Die Aufnahmen wurden auf der offi­zi­ellen Website der staat­li­chen »Agentur für Innere Sicher­heit« (ISA) veröf­fent­licht und sind somit frei zugäng­lich. Die durch die Videos vermit­telte Botschaft lautet: Libyen ist Ziel einer Verschwö­rung von außen, um den isla­mi­schen Charakter der liby­schen Gesell­schaft und des Staates zu unter­graben. Das hat in den sozialen Medien eine Hass­kam­pagne gegen Christen ausgelöst.

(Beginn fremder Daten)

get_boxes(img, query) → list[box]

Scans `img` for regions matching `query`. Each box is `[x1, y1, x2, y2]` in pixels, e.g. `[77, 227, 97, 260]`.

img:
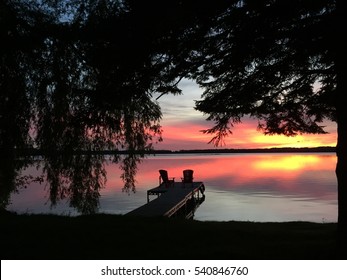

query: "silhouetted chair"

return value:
[159, 169, 175, 188]
[182, 169, 194, 184]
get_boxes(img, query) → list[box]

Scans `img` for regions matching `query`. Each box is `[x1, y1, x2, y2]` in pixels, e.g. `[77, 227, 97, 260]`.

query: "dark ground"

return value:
[0, 213, 344, 260]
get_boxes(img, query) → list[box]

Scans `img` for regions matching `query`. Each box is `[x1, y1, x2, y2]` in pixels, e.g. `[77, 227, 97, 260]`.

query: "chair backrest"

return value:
[183, 169, 194, 183]
[159, 169, 169, 183]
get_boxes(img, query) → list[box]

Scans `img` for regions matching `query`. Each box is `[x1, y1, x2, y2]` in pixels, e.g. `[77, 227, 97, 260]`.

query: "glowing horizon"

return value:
[155, 81, 337, 150]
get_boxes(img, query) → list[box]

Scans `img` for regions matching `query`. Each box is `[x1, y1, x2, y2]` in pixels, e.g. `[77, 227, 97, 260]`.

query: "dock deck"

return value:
[127, 182, 204, 217]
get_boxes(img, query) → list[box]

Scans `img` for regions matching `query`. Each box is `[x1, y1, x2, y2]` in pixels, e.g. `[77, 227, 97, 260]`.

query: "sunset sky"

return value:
[155, 80, 336, 150]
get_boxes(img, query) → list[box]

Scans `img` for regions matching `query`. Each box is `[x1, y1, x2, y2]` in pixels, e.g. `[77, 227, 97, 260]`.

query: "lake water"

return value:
[7, 153, 337, 222]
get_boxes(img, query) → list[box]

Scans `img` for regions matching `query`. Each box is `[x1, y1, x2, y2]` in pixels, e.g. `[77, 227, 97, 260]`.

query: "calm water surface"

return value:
[8, 153, 337, 222]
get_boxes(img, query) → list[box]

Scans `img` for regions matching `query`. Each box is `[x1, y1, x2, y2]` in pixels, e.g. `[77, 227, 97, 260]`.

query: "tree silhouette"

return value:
[184, 0, 347, 235]
[0, 0, 227, 213]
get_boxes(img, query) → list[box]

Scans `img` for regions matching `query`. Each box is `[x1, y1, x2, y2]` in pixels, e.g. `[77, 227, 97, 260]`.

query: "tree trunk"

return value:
[334, 1, 347, 256]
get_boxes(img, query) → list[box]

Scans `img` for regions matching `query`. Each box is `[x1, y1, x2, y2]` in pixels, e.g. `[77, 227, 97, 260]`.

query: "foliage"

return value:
[192, 0, 336, 145]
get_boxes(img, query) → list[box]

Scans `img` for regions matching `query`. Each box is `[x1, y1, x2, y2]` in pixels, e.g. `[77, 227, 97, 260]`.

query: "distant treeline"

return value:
[17, 146, 336, 156]
[151, 146, 336, 154]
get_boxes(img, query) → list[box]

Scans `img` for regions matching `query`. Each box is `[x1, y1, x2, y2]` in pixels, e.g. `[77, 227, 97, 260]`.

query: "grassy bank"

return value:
[0, 213, 343, 259]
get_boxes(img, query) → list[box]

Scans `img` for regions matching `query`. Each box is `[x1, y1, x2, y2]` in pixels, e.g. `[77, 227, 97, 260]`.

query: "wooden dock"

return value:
[126, 182, 205, 218]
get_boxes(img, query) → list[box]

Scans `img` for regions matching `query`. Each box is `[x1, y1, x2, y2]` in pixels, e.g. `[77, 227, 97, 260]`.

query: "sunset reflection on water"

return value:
[10, 153, 337, 222]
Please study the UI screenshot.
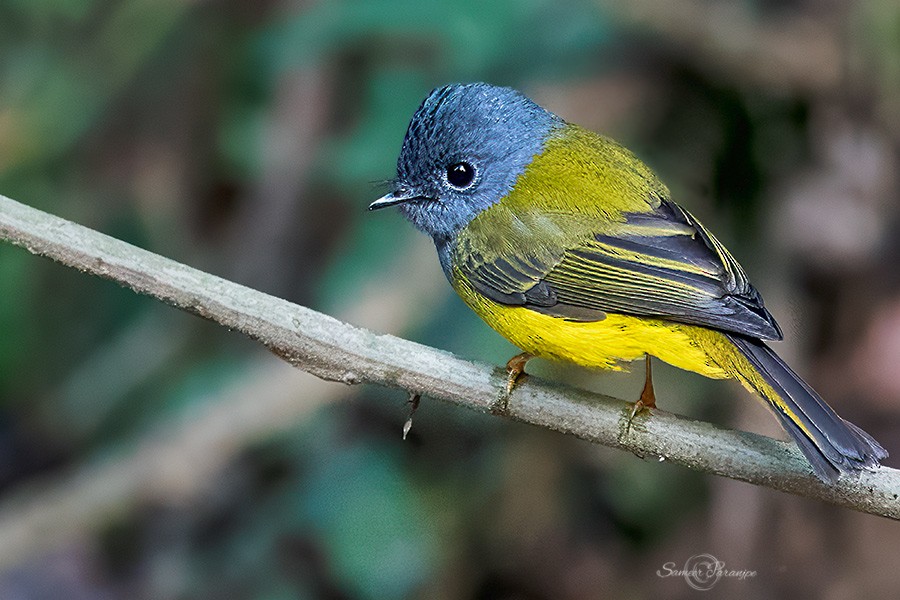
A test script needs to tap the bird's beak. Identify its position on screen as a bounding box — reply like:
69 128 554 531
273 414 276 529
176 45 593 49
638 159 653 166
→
369 190 427 210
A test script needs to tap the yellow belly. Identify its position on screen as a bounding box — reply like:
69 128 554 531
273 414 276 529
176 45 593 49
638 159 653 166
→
454 274 736 379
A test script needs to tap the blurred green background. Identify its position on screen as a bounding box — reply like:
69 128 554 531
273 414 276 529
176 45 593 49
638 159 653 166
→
0 0 900 600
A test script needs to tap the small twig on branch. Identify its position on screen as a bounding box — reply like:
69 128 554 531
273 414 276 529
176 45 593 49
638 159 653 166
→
0 196 900 520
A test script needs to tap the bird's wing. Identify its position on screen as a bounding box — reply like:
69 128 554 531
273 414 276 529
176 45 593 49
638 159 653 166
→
454 199 782 340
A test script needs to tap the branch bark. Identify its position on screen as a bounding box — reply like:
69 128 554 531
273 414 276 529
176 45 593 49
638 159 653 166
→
0 196 900 520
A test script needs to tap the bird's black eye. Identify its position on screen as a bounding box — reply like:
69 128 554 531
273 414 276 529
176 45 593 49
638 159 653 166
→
447 162 475 190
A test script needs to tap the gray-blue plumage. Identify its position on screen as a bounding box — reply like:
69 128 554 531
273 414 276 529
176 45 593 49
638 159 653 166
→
392 83 564 272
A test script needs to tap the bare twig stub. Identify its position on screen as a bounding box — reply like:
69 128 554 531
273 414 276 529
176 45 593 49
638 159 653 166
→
0 196 900 519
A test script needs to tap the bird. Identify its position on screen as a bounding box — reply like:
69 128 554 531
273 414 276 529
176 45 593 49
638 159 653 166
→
369 83 888 482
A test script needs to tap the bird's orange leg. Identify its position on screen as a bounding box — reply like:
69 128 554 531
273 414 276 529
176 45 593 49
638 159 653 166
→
628 354 656 425
506 352 534 397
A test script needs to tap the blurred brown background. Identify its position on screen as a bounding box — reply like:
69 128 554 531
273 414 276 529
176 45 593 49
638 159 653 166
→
0 0 900 600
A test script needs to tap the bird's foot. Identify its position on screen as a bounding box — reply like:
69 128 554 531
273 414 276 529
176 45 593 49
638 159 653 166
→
491 352 534 415
625 354 656 433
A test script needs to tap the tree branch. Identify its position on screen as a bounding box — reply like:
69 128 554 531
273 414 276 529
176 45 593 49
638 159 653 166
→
0 196 900 520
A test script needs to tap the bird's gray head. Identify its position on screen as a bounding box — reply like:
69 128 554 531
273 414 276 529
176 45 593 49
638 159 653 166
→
369 83 562 242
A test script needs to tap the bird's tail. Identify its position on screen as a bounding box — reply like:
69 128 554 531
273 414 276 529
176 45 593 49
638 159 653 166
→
727 334 888 481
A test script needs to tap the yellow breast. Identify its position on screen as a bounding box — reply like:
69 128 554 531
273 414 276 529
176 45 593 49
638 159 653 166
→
453 273 733 379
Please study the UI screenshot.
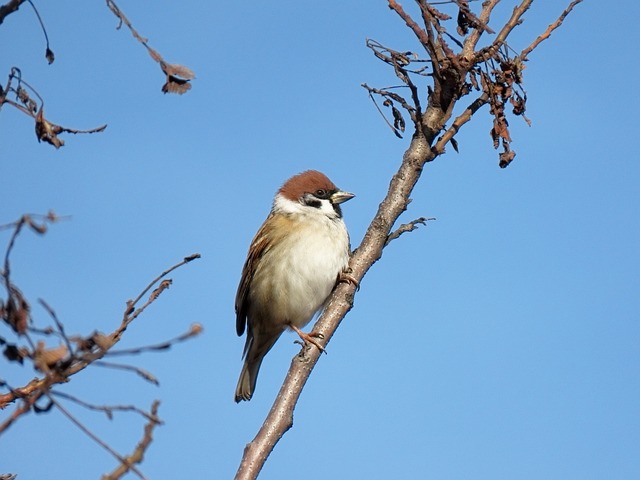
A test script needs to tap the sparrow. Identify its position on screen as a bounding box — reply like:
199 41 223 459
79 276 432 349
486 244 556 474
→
235 170 355 402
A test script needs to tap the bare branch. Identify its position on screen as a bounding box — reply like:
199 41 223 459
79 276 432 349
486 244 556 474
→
51 390 163 425
235 0 584 480
107 0 196 95
0 0 26 25
520 0 582 61
384 217 435 247
107 323 203 357
102 400 160 480
46 392 149 480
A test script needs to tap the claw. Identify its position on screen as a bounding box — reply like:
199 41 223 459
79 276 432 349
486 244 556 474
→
338 268 360 292
289 325 327 353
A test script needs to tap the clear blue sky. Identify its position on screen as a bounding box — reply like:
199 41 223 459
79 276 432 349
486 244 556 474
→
0 0 640 480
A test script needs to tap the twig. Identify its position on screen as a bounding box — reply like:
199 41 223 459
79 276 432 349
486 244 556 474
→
93 362 160 385
107 323 203 357
27 0 55 65
102 400 160 480
106 0 196 95
520 0 582 61
384 217 435 247
38 298 73 354
51 390 162 425
45 392 148 480
0 0 26 25
111 253 200 342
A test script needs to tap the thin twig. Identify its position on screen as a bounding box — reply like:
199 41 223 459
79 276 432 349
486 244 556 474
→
384 217 435 247
93 362 160 385
38 298 73 355
45 392 147 480
520 0 582 61
102 400 160 480
51 390 162 424
106 323 203 357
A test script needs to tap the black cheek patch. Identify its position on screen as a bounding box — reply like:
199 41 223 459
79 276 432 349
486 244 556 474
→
304 196 322 208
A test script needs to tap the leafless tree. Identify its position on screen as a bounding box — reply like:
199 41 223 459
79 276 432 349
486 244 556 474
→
236 0 582 480
0 0 202 480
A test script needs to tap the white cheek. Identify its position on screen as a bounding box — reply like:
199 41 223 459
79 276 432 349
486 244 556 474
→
251 214 349 328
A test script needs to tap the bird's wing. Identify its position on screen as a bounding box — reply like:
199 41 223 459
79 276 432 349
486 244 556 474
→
236 214 273 336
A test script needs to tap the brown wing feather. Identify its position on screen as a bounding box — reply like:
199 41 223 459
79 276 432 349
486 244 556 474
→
236 213 273 336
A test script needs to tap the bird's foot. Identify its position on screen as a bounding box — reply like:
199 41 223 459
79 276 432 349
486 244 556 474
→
289 324 327 353
338 268 360 291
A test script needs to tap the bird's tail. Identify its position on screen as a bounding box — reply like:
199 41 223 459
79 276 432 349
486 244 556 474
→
236 331 282 402
236 355 264 402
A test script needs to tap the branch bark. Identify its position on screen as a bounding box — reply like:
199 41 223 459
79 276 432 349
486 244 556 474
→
235 0 581 480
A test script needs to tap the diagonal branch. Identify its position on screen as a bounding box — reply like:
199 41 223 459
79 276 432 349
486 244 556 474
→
520 0 582 61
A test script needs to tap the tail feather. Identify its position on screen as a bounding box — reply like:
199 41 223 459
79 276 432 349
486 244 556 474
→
236 355 264 403
235 330 282 402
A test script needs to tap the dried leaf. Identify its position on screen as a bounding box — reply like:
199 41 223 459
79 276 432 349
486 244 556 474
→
160 62 196 80
162 76 191 95
391 106 405 132
33 340 69 372
36 107 64 148
44 47 56 65
146 45 162 63
456 7 470 36
449 137 460 153
27 218 47 235
2 344 29 365
498 150 516 168
149 278 173 302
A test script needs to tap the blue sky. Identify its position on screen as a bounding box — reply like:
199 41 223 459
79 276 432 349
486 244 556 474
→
0 1 640 480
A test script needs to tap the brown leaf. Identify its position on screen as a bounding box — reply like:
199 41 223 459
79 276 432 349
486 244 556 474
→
44 47 56 65
391 105 405 132
36 107 64 148
2 344 29 365
498 150 516 168
146 45 162 63
456 7 470 36
33 340 69 371
27 218 47 235
449 137 460 153
162 76 191 95
160 62 196 80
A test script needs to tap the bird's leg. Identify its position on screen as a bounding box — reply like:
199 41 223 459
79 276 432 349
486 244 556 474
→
338 267 360 291
289 323 327 353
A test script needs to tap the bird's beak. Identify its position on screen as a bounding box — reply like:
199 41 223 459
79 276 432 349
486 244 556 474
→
331 190 355 205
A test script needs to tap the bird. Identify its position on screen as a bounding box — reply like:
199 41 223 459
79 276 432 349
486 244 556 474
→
235 170 355 402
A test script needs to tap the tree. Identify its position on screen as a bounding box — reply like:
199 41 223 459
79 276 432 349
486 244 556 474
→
0 2 596 478
236 0 581 479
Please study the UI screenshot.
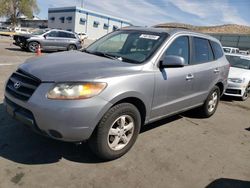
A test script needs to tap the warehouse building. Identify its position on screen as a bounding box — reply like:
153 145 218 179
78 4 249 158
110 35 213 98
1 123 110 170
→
48 7 132 39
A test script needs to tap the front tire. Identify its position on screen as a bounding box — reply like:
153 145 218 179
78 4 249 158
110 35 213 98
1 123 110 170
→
89 103 141 160
241 83 250 101
200 86 220 118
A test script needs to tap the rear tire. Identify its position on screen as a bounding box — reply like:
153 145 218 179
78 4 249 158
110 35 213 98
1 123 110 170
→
28 41 40 53
200 86 220 118
89 103 141 160
68 44 76 51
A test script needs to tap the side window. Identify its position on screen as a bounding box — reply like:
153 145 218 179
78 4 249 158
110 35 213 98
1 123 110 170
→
59 32 75 38
97 34 128 53
47 31 58 37
165 36 189 64
210 41 224 59
193 37 214 64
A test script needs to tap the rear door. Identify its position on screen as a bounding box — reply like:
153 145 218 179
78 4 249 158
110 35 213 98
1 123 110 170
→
191 37 220 103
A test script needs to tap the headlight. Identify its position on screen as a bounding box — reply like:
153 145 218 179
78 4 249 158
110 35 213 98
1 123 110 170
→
47 83 107 100
228 78 245 83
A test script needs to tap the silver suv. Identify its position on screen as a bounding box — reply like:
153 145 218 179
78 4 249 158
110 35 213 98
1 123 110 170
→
13 29 82 52
5 27 229 160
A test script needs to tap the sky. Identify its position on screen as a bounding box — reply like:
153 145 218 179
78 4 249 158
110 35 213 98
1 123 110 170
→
37 0 250 26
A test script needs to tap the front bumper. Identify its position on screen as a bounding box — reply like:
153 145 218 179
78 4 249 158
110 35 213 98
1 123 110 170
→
5 83 112 142
224 82 247 97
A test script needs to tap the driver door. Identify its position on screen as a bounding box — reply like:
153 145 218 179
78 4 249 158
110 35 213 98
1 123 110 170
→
151 36 195 119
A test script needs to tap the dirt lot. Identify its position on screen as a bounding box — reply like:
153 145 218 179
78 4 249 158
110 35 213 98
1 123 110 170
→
0 38 250 188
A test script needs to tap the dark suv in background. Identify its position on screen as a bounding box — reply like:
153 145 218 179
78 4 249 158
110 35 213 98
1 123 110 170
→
13 29 82 52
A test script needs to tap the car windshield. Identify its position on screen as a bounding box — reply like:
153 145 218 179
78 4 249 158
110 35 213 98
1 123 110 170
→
226 55 250 70
31 29 47 35
85 30 168 64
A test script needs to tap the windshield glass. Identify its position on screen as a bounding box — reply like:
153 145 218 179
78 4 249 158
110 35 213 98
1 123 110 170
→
31 29 48 35
85 30 168 63
226 56 250 70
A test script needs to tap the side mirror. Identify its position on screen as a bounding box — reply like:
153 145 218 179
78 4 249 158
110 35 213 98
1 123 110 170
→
160 55 185 68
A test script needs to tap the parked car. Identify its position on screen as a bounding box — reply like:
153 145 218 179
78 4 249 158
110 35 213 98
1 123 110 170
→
239 50 249 55
13 27 30 34
225 54 250 101
4 27 229 160
13 29 82 52
77 32 88 43
223 47 240 54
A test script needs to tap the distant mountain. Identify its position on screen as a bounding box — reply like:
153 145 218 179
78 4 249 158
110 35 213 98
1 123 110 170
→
154 23 250 34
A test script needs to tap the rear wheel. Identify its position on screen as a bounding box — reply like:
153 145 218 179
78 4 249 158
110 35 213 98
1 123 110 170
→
89 103 141 160
200 86 220 117
28 42 39 53
68 44 76 51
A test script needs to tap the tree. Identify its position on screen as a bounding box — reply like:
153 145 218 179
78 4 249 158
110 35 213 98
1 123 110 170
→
0 0 39 26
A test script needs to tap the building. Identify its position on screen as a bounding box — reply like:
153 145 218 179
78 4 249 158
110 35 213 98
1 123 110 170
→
48 7 132 39
209 33 250 50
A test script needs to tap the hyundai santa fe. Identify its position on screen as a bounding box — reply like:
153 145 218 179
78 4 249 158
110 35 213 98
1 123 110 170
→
4 27 229 160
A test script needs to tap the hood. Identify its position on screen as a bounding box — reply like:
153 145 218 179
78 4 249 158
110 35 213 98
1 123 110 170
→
228 67 250 78
19 51 142 82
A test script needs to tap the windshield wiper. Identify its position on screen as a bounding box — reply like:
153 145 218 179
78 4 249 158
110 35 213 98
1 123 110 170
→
83 49 140 64
83 49 123 61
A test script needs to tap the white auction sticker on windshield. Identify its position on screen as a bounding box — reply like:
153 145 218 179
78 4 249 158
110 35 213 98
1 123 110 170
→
140 34 160 40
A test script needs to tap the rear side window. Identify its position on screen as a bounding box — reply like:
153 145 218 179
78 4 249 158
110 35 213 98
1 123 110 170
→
210 41 224 59
59 32 75 38
47 31 58 37
165 36 189 64
193 37 214 64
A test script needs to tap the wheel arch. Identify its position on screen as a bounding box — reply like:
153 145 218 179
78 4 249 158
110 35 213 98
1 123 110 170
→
216 82 225 96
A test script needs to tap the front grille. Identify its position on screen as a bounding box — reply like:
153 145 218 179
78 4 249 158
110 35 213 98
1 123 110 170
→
6 70 41 101
226 89 241 95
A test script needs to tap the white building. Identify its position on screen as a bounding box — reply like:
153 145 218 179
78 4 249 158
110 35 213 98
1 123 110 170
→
48 7 132 39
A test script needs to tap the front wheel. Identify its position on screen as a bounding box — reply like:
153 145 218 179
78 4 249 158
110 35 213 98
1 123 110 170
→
200 86 220 118
89 103 141 160
28 42 39 53
68 44 76 51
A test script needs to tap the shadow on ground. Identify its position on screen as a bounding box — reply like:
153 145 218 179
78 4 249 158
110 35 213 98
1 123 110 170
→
0 101 203 164
5 47 27 52
206 178 250 188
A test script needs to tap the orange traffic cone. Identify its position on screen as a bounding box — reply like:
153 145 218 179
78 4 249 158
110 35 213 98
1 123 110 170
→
36 44 42 56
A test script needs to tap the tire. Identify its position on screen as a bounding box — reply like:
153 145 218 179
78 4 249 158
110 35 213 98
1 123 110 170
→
241 83 250 101
68 44 76 51
88 103 141 160
28 41 39 53
200 86 220 118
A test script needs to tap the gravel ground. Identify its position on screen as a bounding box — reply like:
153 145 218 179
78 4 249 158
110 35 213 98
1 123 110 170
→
0 38 250 188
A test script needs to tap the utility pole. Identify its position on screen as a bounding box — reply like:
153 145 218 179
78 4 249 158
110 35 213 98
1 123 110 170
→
81 0 83 8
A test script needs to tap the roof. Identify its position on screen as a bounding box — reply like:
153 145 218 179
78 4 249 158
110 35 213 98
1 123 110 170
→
122 26 220 43
225 53 250 60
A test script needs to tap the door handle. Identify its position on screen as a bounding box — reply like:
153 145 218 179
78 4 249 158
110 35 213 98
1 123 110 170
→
214 68 220 74
186 74 194 81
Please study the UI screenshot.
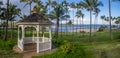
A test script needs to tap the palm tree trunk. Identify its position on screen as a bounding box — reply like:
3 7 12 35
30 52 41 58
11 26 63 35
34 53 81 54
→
30 3 31 15
11 20 13 39
109 0 112 40
55 17 59 39
4 0 9 41
89 10 92 42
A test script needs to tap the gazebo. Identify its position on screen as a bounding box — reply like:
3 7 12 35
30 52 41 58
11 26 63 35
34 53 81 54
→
18 13 52 53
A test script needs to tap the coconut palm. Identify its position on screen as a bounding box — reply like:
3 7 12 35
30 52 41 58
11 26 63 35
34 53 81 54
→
94 8 100 29
4 0 9 41
108 0 112 40
20 0 39 14
93 0 103 31
115 17 120 28
49 1 70 39
9 3 21 38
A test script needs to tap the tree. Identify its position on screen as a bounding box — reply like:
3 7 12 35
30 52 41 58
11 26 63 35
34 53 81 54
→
108 0 112 40
49 1 70 39
115 16 120 28
94 8 100 29
4 0 9 41
9 3 21 38
76 10 84 31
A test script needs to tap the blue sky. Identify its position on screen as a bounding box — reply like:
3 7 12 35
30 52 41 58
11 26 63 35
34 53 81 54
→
0 0 120 24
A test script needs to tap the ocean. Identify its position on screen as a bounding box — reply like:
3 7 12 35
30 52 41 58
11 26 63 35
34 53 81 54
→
52 24 117 32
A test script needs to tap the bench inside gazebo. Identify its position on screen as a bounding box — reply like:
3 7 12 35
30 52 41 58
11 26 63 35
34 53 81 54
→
18 13 52 53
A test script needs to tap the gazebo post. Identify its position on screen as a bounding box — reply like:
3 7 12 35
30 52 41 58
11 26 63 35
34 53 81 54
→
37 26 40 53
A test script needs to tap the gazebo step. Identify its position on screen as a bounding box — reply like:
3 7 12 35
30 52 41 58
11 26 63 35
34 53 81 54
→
24 43 37 51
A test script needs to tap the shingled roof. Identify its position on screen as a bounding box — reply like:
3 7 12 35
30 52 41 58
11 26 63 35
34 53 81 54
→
19 13 52 24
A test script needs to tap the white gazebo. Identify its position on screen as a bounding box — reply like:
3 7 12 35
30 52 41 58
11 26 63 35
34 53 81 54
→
18 13 52 53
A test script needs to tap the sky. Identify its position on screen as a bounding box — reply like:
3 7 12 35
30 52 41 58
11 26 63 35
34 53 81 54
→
0 0 120 24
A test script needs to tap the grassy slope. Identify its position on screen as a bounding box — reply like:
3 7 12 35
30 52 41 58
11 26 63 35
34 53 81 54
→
33 30 120 58
0 31 22 58
0 30 120 58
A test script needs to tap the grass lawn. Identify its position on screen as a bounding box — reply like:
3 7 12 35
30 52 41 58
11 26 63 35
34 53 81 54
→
33 30 120 58
0 30 120 58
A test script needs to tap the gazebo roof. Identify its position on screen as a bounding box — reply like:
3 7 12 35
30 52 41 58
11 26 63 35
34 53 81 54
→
18 13 52 24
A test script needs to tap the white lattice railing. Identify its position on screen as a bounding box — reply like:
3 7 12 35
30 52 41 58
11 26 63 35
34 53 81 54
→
24 37 51 44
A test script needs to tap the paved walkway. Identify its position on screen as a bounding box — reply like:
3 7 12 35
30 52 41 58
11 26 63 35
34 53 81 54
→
13 45 57 58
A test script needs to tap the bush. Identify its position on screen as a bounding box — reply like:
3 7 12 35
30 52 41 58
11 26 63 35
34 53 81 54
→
60 40 73 54
98 26 107 31
52 39 64 47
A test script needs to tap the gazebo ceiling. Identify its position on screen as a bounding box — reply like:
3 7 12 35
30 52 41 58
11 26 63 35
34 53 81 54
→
18 13 52 24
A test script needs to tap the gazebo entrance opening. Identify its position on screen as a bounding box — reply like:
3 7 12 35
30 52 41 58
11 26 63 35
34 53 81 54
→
24 27 37 51
18 13 52 53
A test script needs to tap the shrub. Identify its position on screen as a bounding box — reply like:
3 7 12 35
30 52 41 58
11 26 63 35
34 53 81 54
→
60 40 73 54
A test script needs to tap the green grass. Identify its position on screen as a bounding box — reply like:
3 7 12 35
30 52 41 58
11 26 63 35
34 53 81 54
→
0 31 22 58
0 30 120 58
33 30 120 58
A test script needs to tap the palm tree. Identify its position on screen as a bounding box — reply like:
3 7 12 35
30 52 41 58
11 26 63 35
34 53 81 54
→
108 0 112 40
115 17 120 28
76 10 84 31
49 1 70 39
4 0 9 41
9 3 21 38
94 8 100 29
81 0 101 42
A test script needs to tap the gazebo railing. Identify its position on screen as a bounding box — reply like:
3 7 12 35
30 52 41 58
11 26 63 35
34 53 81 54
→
24 37 50 44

Isla­mis­ti­sche Spezi­al­ein­heit im Einsatz gegen Christen

Die Verhaf­tungen wurden alle­samt von der ISA verant­wortet und von der »ar-Radaa« durch­ge­führt, einer der ISA ange­glie­derten isla­mis­ti­schen Spezi­al­ein­heit der Mili­tär­po­lizei. Die ISA befasst sich in der Regel mit der Bekämp­fung des orga­ni­sierten Verbre­chens, war aber auch an der Verfol­gung von poli­ti­schen Dissi­denten, Poli­ti­kern und anderen Personen betei­ligt; Anlass war oftmals die mutmaß­liche Betei­li­gung der Ziel­per­sonen an Akti­vi­täten, die als unis­la­misch gelten.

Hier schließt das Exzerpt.